Anne-France Dautheville, Record-Breaking Motorcyclist, Is Fall Fashion's Toughest Inspiration

Entertainment

In the latest issue of T Magazine, fashion critic Alexander Fury profiled Anne-France Dautheville, the 72-year-old French journalist who, in the ‘70s and ‘80s, rode a motorcycle from Paris to Afghanistan and then across the world—the first woman to do so—before writing Une demoiselle sur une moto, a memoir of her journeys.

For the fashion house Chloé, she proved a fitting muse for its Fall 2016 collection, “tying Chloé’s ’70s silhouette—skinny torso, high waists, flares and platform shoes—to a new spirit of female independence, epitomized by her travels,” writes Fury.
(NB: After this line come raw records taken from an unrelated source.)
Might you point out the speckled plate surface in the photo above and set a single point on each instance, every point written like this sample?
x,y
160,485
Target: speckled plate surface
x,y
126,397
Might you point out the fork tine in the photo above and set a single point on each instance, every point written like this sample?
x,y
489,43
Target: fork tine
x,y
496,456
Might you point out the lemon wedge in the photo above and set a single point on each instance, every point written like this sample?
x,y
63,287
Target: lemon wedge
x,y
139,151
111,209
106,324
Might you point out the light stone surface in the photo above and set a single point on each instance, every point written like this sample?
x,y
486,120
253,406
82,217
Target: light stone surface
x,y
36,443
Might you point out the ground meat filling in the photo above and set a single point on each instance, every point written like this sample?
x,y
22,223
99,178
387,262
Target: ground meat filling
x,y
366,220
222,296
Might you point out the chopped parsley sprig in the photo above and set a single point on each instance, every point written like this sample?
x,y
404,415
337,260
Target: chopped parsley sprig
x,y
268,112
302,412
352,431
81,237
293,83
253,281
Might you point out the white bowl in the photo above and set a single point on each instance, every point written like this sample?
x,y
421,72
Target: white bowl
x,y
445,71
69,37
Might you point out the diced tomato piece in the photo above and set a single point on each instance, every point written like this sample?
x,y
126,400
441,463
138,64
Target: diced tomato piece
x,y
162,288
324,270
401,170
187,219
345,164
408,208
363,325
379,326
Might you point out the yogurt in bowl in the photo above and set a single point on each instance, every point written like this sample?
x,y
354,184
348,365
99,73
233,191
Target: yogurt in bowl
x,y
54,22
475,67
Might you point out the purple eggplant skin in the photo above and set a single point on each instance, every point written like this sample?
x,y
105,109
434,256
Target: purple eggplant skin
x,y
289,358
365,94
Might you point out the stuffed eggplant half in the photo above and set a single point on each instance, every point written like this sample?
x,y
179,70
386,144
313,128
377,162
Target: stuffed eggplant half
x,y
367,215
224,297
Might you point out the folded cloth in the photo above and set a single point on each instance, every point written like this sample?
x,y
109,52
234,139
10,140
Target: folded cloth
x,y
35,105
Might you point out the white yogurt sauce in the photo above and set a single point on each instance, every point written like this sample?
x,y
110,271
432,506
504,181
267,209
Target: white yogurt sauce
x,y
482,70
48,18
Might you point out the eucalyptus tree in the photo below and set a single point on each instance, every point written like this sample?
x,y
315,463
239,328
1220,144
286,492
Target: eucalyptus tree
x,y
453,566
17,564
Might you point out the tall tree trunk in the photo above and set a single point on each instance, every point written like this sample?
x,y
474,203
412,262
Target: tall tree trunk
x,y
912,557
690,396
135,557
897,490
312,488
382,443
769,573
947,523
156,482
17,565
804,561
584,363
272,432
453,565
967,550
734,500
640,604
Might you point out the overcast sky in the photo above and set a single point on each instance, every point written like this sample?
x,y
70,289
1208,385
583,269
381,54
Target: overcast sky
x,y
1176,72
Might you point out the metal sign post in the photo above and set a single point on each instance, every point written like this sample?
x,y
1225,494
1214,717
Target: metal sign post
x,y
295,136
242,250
Dautheville’s rugged cool resonated with Chloé’s creative director, Clare Waight Keller, who approached the modest writer as inspiration.

After that visit, it became even clearer that Dautheville perfectly aligned with Chloé’s history of strong heroines: the women who have inspired the clothes which, as Waight Keller emphasizes, are shorn of any visible logo, as well as the previous designers behind them, from Martine Sitbon to Stella McCartney. Waight Keller cites ongoing inspirations, such as Charlotte Rampling or Jane Birkin, ­“the obvious ones, who­ if you asked people on the street who they’d say was a ‘Chloé Girl.’ ” Dautheville fits in perfectly, albeit with slightly less everyman recognition.

Fury links the freedom and independence of Dautheville with the clothes—not the way they’re inspired by her old photos, tooling around the flat earth looking as cool as could be, but also the way such tough “personality,” as Waight Keller puts it, can be embodied through osmosis, that artistic spirit emerging through leather pants and tough trenches and non-constricting gowns. Most importantly, though, now we’ve got a whole host of new books to read.